Mattias, when you suggested adding the seqlock, I considered this too, and came 
to the same conclusion as you.

You can combine the spinlock and the sequence number. Odd sequence
number means the seqlock is busy. That would replace a non-atomic RMW
of
the sequence number with an atomic RMW CAS and avoid the spin lock
atomic RMW operation. Not sure how much it helps.


Should the rte_seqlock_read_retry() be called rte_seqlock_read_end(),
or
some third alternative? I wanted to make clear it's not just a
"release
the lock" function. You could use
the|||__attribute__((warn_unused_result)) annotation to make clear
the
return value cannot be ignored, although I'm not sure DPDK ever use
that
attribute.

I strongly support adding __attribute__((warn_unused_result)) to the function. 
There's a first time for everything, and this attribute is very relevant here!

We have to decide how to use the seqlock API from the application
perspective.
Your current proposal:
do {
      sn = rte_seqlock_read_begin(&seqlock)
      //read protected data
} while (rte_seqlock_read_retry(&seqlock, sn));

or perhaps
sn = rte_seqlock_read_lock(&seqlock);
do {
      //read protected data
} while (!rte_seqlock_read_tryunlock(&seqlock, &sn));

Tryunlock should signal to the user that the unlock operation might not
succeed and something needs to be repeated.

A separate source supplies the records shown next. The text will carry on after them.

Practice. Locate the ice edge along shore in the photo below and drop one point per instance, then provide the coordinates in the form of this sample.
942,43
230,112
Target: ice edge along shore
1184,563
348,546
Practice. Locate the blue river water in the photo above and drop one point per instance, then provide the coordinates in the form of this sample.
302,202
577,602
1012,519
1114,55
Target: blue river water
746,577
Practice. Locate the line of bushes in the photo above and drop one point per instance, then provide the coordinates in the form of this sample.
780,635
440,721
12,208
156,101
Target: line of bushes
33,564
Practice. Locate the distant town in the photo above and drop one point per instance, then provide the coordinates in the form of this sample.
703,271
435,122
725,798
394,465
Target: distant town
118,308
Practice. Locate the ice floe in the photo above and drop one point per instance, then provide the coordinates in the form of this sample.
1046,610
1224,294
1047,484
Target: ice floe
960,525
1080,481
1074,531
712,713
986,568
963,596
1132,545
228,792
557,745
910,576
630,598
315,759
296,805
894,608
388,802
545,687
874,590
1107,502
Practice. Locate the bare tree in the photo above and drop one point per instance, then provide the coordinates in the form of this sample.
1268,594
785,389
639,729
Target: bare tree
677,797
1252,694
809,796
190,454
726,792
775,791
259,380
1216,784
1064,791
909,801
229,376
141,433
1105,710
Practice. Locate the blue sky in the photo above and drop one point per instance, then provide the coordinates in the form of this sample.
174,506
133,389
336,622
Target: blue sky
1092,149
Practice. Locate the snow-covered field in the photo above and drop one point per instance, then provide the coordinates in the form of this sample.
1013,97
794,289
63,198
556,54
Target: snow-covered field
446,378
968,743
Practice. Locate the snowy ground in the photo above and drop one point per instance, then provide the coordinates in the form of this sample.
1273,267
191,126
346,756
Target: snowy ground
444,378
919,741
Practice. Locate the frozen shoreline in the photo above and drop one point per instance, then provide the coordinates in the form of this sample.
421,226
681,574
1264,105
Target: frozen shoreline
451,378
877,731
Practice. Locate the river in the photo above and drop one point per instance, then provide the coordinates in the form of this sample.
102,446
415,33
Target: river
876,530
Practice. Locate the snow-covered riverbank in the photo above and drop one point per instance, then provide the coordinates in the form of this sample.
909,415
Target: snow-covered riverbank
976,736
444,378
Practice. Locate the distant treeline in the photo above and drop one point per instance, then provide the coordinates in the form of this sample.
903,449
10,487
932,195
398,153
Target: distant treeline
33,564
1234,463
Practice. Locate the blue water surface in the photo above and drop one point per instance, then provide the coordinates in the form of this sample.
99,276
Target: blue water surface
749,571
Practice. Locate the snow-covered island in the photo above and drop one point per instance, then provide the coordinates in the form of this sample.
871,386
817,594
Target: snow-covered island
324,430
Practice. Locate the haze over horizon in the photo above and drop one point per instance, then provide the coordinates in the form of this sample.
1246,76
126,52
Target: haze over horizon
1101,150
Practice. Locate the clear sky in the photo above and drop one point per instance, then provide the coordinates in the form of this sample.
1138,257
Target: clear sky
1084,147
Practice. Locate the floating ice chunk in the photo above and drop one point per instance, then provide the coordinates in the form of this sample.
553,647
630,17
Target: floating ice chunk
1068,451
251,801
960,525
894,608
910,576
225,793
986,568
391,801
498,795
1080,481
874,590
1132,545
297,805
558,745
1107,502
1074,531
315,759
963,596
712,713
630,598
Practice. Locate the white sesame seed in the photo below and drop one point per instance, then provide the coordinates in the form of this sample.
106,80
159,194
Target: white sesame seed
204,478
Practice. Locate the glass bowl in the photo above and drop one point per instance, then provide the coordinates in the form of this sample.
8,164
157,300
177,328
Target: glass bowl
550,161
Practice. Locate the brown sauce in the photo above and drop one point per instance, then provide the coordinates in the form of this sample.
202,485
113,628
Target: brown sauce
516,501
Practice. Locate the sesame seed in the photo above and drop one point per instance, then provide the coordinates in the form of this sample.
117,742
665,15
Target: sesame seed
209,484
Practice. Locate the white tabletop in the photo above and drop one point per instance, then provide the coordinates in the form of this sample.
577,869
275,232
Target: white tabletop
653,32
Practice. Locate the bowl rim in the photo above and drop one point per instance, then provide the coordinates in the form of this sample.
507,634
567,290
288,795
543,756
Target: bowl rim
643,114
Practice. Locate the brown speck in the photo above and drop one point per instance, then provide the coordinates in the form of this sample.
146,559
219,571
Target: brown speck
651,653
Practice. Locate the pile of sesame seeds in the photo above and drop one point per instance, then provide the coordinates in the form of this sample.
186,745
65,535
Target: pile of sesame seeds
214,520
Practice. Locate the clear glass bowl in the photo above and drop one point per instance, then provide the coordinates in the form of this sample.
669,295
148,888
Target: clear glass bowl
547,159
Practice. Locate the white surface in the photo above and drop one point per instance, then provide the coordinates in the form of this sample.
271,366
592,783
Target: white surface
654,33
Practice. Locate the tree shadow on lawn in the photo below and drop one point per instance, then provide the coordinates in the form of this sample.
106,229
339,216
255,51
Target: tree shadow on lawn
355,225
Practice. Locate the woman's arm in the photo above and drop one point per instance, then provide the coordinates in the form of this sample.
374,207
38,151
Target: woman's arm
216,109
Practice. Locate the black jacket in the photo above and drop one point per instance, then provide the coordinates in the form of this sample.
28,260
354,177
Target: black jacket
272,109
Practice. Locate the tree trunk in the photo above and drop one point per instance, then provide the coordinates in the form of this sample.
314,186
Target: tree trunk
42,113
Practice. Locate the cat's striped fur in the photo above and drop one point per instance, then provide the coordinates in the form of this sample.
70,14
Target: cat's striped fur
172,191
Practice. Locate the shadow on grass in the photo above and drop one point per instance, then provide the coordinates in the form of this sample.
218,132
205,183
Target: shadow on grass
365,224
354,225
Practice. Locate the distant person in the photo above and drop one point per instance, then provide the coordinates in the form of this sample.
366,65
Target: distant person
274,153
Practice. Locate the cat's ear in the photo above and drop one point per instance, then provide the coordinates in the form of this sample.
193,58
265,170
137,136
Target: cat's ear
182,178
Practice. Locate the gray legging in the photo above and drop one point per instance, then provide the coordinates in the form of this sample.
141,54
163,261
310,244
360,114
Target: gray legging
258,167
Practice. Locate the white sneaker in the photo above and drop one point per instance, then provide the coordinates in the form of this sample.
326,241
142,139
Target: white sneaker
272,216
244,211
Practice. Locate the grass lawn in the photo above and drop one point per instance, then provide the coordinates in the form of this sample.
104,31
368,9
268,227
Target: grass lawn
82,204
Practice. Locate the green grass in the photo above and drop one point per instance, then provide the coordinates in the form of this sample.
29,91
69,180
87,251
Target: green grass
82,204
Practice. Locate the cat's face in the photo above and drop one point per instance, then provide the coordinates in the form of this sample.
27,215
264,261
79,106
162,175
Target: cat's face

Perhaps rename rte_seqlock_read_retry() to rte_seqlock_read_tryend()? As Ola 
mentions, this also inverses the boolean result value. If you consider this, 
please check that the resulting assembly output remains efficient.

I think lock()/unlock() should be avoided in the read operation names, because 
no lock is taken during read. I like the critical region begin()/end() names.
I was following the naming convention of rte_rwlock. Isn't the seqlock just a more scalable implementation of a reader/writer lock?



Regarding naming, you should also consider renaming 
rte_seqlock_write_begin/end() to rte_seqlock_write_lock/unlock(), following the 
naming convention of the other locks. This could prepare for future extensions, 
such as rte_seqlock_write_trylock(). Just a thought; I don't feel strongly 
about this.

Ola, the rte_seqlock_read_lock(&seqlock) must remain inside the loop, because 
retries can be triggered by a write operation happening between the read_begin() 
and read_tryend(), and then the new sn must be used by the read operation.
That's why my rte_seqlock_read_tryunlock() function takes the sequence number as a parameter passed by reference. Then the sequence number can be updated if necessary. I didn't want to force a new call to rte_seqlock_read_lock() because there should be a one-to-one match between rte_seqlock_read_lock() and a successful call to rte_seqlock_read_tryunlock().